Even with the lukewarm reception investors just paid to Shopify’s (TSX:SHOP, NYSE:SHOP) first quarter 2018 financials, the e-commerce company has plenty of runway for revenue growth going forward, says Nikhil Thadani, analyst for Mackie Research Capital, who on Wednesday maintained his “Buy” recommendation and $170.00 target price (all figures in US dollars unless noted otherwise).
Yesterday, Shopify announced its first quarter 2018 financial results, producing revenues of $214.3 million, a 68 per cent uptick from the same period a year earlier and beating the consensus estimate of $202 million. Nevertheless, the company’s projected revenue growth for 2018 of 50 per cent comes in lower than last year’s growth (73 per cent) and 2016’s (90 per cent).

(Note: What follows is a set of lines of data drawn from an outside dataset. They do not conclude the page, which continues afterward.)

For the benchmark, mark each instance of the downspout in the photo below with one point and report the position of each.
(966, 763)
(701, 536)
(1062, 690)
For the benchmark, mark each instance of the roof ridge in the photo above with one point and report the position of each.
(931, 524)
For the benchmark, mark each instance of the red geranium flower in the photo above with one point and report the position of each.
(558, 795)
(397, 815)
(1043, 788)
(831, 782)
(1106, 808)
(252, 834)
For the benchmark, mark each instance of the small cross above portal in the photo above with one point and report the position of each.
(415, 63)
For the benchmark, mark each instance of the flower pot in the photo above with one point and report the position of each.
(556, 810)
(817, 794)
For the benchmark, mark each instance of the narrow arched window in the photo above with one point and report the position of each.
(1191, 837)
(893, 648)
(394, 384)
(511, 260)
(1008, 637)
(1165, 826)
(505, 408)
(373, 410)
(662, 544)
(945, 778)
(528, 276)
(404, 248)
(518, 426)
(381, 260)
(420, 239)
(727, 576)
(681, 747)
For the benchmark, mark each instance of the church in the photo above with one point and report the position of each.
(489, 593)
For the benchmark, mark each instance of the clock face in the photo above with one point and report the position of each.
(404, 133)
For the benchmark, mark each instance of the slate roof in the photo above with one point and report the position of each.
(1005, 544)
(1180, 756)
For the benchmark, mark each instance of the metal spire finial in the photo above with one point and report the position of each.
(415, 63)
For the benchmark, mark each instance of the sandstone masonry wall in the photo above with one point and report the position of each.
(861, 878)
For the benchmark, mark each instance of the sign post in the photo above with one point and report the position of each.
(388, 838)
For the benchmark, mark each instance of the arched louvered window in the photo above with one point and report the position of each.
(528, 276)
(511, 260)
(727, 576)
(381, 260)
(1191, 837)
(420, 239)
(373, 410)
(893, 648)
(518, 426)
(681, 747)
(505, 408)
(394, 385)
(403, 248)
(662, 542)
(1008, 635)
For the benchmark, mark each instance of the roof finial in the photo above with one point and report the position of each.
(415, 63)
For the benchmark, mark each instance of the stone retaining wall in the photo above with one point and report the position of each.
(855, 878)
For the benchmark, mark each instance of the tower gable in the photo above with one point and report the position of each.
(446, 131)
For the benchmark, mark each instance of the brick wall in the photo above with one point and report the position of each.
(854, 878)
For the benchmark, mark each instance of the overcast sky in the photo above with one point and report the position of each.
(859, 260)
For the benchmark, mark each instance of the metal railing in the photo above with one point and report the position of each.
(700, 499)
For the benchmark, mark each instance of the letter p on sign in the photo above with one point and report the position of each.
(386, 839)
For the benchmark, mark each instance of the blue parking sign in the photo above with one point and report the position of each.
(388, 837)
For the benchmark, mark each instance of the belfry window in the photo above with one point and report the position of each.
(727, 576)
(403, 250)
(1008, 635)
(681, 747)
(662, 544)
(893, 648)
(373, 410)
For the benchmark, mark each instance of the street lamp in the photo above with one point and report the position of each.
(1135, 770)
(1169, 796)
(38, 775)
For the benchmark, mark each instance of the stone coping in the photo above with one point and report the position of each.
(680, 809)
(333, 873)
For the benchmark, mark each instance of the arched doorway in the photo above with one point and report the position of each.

Thadani says that with SHOP falling in share price yesterday, investors were likely hoping for higher guidance from the company, although he is not particularly concerned about the market’s reaction.
“We are not perturbed by noise in the stock price,” he writes. “That said, we have previously indicated that market risk is perhaps more relevant than execution risk to the stock’s trajectory. SHOP trades at ~9x 2019 Sales (in effect, lower, given the company’s history of revenue outperformance) vs. high growth SaaS names at ~8x.”
Thadani argues that with new products and geographic expansion on its mind, Shopify not only has ample room for growth but has a marked head start on other e-commerce players looking to get into the space.
“We do not expect the company’s philosophy of prudently managing investor expectations to change materially,” he says. “In other words, we suspect 2018 revenue could surprise to the upside. We model improving EBITDA and Adj. EPS in 2018 & 2019 given the operating leverage demonstration in Q1 despite a ~$3 million FX headwind to operating income. In addition, the balance sheet with ~$1.6 billion in cash and marketable securities (no debt) could provide optionality.”
The analyst’s $170.00 target price stems from a ~12x C2018 EV/Sales valuation and represents a 33.1 per cent return at the time of publication.